Jean PASCAUD

(1914-1996)

Jean Pascaud was born in Rouen on January 25, 1903. He is an Engineer of Arts and Manufactures and has a degree in law.

Despite his technically and legally oriented foundational education, he turned towards applied arts immediately after leaving school and completed his first projects under the direction of Auguste Bluysen, who at the time, was the President of the Society of Modern Architects.

A member of the Autumn Salon, the National Fine Arts, and the Decorative Artists, he participated in their events but particularly exhibited regularly at the Salon of Decorative Artists and then at the Home Arts from 1931 onwards. He received the Grand Prize at the 1937 International Exhibition and participated in all the major exhibitions abroad. Apart from architectural and decorative ordinances, noteworthy among Jean Pascaud's works are the monument of the Landhaus Square in Innsbruck (45-48) and that of the Arlberg Pass (46). Jean Pascaud furnished the office of Mr. Jean Zay and the waiting room at the Ministry of National Education in 38, then subsequently carried out personal work for the same minister.

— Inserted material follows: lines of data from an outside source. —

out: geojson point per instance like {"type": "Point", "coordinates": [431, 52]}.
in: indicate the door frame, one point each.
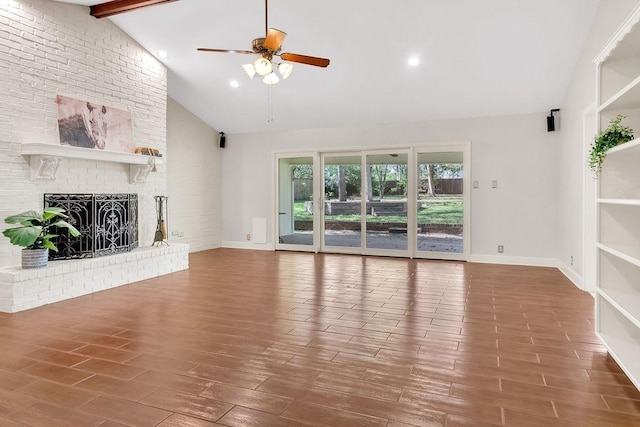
{"type": "Point", "coordinates": [465, 149]}
{"type": "Point", "coordinates": [314, 247]}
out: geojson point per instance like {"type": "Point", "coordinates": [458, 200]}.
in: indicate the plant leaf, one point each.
{"type": "Point", "coordinates": [25, 218]}
{"type": "Point", "coordinates": [64, 224]}
{"type": "Point", "coordinates": [23, 236]}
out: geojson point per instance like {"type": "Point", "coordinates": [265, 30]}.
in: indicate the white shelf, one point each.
{"type": "Point", "coordinates": [620, 336]}
{"type": "Point", "coordinates": [44, 160]}
{"type": "Point", "coordinates": [627, 97]}
{"type": "Point", "coordinates": [622, 202]}
{"type": "Point", "coordinates": [627, 253]}
{"type": "Point", "coordinates": [631, 147]}
{"type": "Point", "coordinates": [625, 302]}
{"type": "Point", "coordinates": [618, 202]}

He received orders from the City of Paris for the 37 exhibition - and for the National Furniture in 44, 46 and 48; significant work was entrusted to him in 38-39, then continued in 50-51 by the Administration of the Autonomous Amortization Fund; for the Legations of Sweden, Czechoslovakia and the French Embassy in Mexico; since 51 for the High Commission of France in Saar and at the Château de Rambouillet, the arrangement of the François 1st Tower; he also designed the interior architecture of the Saint-Gobain Company for its new building on Avenue Matignon.

Finally, in addition to numerous private installations, Jean Pascaud contributed to the layout of different ocean liners: "Normandie", "Pasteur" and recently "LAOS" and carried out the interior decoration of six oil tankers. Jean Pascaud has been a Knight of the Legion of Honor since 1952. Thanks to his initial training, Jean Pascaud approaches the problems he has dedicated over 20 years of his activities to, from a particular angle with a unique independence of mind.

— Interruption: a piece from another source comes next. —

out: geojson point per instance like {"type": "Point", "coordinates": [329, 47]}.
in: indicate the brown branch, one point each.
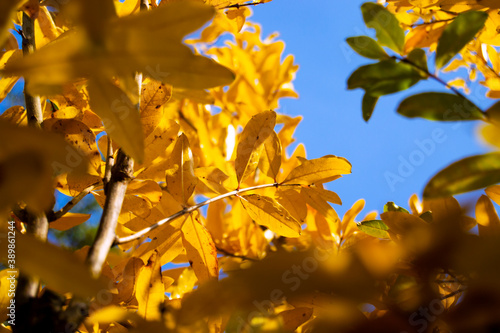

Although he devotes all his care to furniture creation, it's architectural ordinance that first interests him. He consistently collaborates with architects and it's in terms of the space and volumes they need to animate or serve that he composes the furniture and decorative elements. His desks, pedestal tables, or dressers, stripped, rectilinear, rigorously designed, somewhat massive in form but logically balanced, demand execution refinements, or a judicious use of pure colors, a well-placed sumptuousness. Jean Pascaud likes to break the uniformity of large flat surfaces of generally precious and dark wood, by play of background, fine geometric networks or even copper inlays of a free and very modern graphic design inspired by the skillful technique to which the cabinetmaker-sculptor Boulle gave his name.

Even though he has mainly created luxury installations, the problem of serial furniture, of which he presented a significant set at the Home Arts Salon in 1954, holds his attention, and it's as an Engineer as much as a Decorator that Jean Pascaud strives to bring valid solutions from both the aesthetic and industrial production points of view.